佐藤二朗さん(撮影=石川啓次/文藝春秋、スタイリスト=鬼塚美代子/アンジュ、ヘアメイク=今野亜季/A.m Lab)

◆◆◆

「風呂なしアパートで生活費は1日1500円」の下積み時代

「ええ、もちろん。下積み時代も良き思い出です」

ADVERTISEMENT

 テレビ画面に、そう答えた落語家さんが映っている。心底うらやましいと思う。僕なんか正直思い出したくもない。「暗黒の20代」と僕はよくそう言っているが、暗くて冷たい澱(おり)にずっと閉じ込められているような感覚だった。

 ただ最近、ふと思う。僕は、こう、なんというか、幸せを感じるハードルが全体的にわりと低い。夕方、息子と手をつないで近所のスーパーに買い物に行くだけで、わりと充分な幸せを感じる。オレンジ色の空を息子と眺めながら、「あぁ、もうこれでいいな」……いや、いくない、いくない。そんな老成したことを言うような歳でもない。もちろん、向上したいとか、貪欲なところもある。しかし、些細なことで幸せを感じるのは、「暗黒の20代」があったからかもしれない。そしてその20代の時に知り合い、今も大事にしている人が何人もいる。

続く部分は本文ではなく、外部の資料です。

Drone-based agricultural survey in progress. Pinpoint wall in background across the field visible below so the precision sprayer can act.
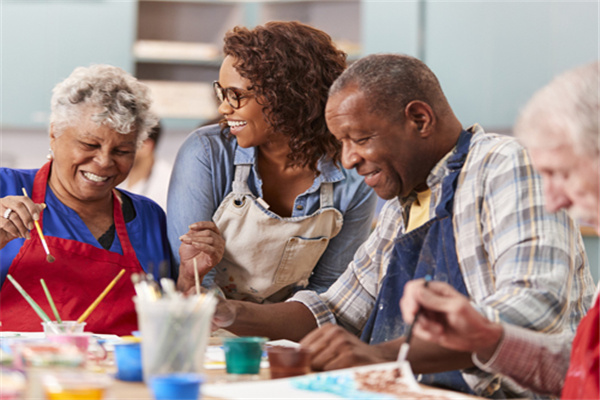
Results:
[0,0,600,280]
[362,0,600,131]
[0,0,137,128]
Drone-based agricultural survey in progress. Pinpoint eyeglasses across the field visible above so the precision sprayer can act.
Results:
[213,81,251,110]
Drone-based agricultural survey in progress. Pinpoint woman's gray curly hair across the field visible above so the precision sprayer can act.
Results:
[50,64,158,146]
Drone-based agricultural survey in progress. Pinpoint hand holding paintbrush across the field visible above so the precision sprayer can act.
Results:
[23,188,55,262]
[397,275,431,389]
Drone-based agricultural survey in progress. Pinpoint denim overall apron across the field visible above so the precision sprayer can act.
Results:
[361,130,473,394]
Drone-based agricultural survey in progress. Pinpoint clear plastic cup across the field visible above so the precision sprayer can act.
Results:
[223,336,268,374]
[42,321,86,335]
[134,295,217,383]
[150,373,204,400]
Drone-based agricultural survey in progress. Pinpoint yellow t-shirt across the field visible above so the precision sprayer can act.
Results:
[406,189,431,232]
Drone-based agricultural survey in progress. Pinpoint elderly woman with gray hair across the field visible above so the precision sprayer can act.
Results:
[0,65,171,335]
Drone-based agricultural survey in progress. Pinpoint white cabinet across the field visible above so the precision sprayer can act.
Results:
[133,0,361,127]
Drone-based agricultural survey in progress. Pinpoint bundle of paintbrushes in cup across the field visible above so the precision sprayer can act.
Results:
[134,282,217,382]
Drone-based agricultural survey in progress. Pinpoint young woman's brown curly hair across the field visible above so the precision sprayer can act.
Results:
[223,22,346,172]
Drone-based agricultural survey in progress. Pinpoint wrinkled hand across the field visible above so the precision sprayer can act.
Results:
[300,324,388,371]
[400,279,502,358]
[177,221,225,292]
[0,196,46,249]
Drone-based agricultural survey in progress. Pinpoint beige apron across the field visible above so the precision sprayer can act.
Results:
[213,164,343,303]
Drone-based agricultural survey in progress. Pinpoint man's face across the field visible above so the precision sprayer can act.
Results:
[529,138,600,232]
[325,86,428,200]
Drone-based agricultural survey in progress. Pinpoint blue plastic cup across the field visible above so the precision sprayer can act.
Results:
[115,342,143,382]
[150,373,204,400]
[223,336,268,374]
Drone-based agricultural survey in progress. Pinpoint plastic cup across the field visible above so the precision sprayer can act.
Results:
[150,373,204,400]
[223,336,268,374]
[114,342,143,382]
[267,346,312,379]
[42,321,86,335]
[46,333,90,354]
[42,370,112,400]
[134,295,217,383]
[0,367,26,400]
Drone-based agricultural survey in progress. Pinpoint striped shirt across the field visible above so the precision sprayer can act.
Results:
[290,125,594,394]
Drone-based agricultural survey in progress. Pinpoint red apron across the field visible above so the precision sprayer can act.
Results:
[561,296,600,400]
[0,163,143,335]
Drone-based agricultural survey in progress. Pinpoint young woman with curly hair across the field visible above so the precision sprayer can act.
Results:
[167,22,376,303]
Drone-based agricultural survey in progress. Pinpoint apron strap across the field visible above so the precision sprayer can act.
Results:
[321,182,333,208]
[231,164,252,200]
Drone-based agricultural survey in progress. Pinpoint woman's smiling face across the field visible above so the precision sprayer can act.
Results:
[219,56,271,148]
[50,104,137,205]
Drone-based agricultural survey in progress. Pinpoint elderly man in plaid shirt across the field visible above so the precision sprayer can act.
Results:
[215,54,594,398]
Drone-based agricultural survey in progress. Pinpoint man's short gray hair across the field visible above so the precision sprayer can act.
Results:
[329,54,450,121]
[50,64,158,146]
[515,61,600,155]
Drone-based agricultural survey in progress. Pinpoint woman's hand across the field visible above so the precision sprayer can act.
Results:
[177,221,225,292]
[0,196,46,249]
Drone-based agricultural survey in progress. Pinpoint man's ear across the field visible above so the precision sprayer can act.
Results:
[404,100,435,137]
[48,124,56,148]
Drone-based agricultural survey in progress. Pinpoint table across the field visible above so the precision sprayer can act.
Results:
[110,367,483,400]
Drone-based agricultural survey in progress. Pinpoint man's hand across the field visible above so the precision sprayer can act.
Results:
[300,324,398,371]
[177,221,225,292]
[400,279,503,361]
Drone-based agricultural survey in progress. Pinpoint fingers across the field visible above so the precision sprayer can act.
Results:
[300,324,360,371]
[0,196,45,240]
[188,221,221,236]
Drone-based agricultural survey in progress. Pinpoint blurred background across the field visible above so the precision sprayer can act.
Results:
[0,0,600,279]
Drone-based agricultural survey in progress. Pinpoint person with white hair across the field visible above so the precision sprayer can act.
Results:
[0,65,171,335]
[400,62,600,399]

 当コラムで前にも書いたように、映像で俳優をやり出して僕は今年で20年だ。ここはひとつ、下積み時代を遠慮なく思い出してみよう。遠慮なく、下積み時代を自慢してみよう。 

 もうね。とにかく、金がなかったマジで。マジでマジでマジで。当時一緒に住んでいた彼女(今の妻)から「食費、交通費含め、これでなんとかしのげ」と1日1500円を財布に入れられた。バイトを終えて当時の最寄り駅を降りると、逆さにしたビールケースを椅子代わりにしてるような大衆居酒屋があったが、そこで呑むのが夢だった。家路につく僕の財布はいつも残りは数百円で、たとえ安く呑める赤提灯だって敷居がとんでもなく高かった。

 当時住んでいた、いわゆるボロアパートには当たり前のように風呂がなかった。エアコンもない。お湯も出ない。芝居の稽古で夜遅くなったら一大事。近くの銭湯が深夜1時までだったから、それに間に合わなければその日は風呂に入れない。ちなみにその銭湯は、毎日必ず「次の定休日は〇月〇日ですぅ~」としつこいくらいに言う、いつもニコニコしているご高齢の女将さんが番台だったのだが、そんなことはいいんだが、とにかくその銭湯の営業時間に間に合わなかったら一大事。冬ならまだしも、ただでさえ汗っかきの僕だから真夏は大変。エアコンないし。